Crime prediction through urban metrics and statistical learning
This work addresses the problem of robust crime prediction for policymakers, though it is incremental as it applies an existing machine learning method to urban data.
The researchers tackled crime prediction by using a random forest regressor to predict homicides based on urban indicators, achieving up to 97% accuracy and identifying unemployment and illiteracy as the most important variables in Brazilian cities.

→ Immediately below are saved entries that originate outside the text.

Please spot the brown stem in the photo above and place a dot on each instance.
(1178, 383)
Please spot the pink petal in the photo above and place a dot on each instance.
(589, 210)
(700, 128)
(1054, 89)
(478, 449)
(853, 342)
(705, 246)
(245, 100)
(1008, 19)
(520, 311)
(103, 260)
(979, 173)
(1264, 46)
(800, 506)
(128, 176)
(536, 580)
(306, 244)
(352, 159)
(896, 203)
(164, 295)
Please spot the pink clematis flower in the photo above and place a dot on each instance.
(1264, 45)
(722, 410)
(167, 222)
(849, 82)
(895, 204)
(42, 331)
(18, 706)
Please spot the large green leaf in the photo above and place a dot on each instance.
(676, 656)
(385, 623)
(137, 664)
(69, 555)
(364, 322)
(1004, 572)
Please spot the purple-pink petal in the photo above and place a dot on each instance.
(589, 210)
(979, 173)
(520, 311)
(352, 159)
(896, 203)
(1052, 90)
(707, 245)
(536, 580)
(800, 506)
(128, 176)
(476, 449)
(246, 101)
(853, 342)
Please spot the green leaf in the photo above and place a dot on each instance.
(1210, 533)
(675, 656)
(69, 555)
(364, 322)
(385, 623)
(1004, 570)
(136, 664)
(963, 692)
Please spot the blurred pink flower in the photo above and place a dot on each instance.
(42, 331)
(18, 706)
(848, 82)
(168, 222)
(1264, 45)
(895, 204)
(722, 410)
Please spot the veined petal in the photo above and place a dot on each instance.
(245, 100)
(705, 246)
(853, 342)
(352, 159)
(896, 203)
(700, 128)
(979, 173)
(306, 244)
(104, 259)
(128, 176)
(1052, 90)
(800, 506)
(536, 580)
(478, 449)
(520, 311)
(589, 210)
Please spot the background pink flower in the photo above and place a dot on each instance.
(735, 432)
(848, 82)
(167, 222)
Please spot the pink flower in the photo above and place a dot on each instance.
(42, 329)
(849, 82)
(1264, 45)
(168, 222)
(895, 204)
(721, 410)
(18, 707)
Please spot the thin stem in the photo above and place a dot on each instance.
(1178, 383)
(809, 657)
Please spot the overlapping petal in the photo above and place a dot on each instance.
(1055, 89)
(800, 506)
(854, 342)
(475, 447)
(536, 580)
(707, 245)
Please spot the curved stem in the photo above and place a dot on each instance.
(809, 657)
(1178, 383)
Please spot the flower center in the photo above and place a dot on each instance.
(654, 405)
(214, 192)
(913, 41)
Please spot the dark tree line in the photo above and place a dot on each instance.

Understanding the causes of crime is a longstanding issue in researcher's agenda. While it is a hard task to extract causality from data, several linear models have been proposed to predict crime through the existing correlations between crime and urban metrics. However, because of non-Gaussian distributions and multicollinearity in urban indicators, it is common to find controversial conclusions about the influence of some urban indicators on crime. Machine learning ensemble-based algorithms can handle well such problems. Here, we use a random forest regressor to predict crime and quantify the influence of urban indicators on homicides. Our approach can have up to 97% of accuracy on crime prediction, and the importance of urban indicators is ranked and clustered in groups of equal influence, which are robust under slightly changes in the data sample analyzed. Our results determine the rank of importance of urban indicators to predict crime, unveiling that unemployment and illiteracy are the most important variables for describing homicides in Brazilian cities. We further believe that our approach helps in producing more robust conclusions regarding the effects of urban indicators on crime, having potential applications for guiding public policies for crime control.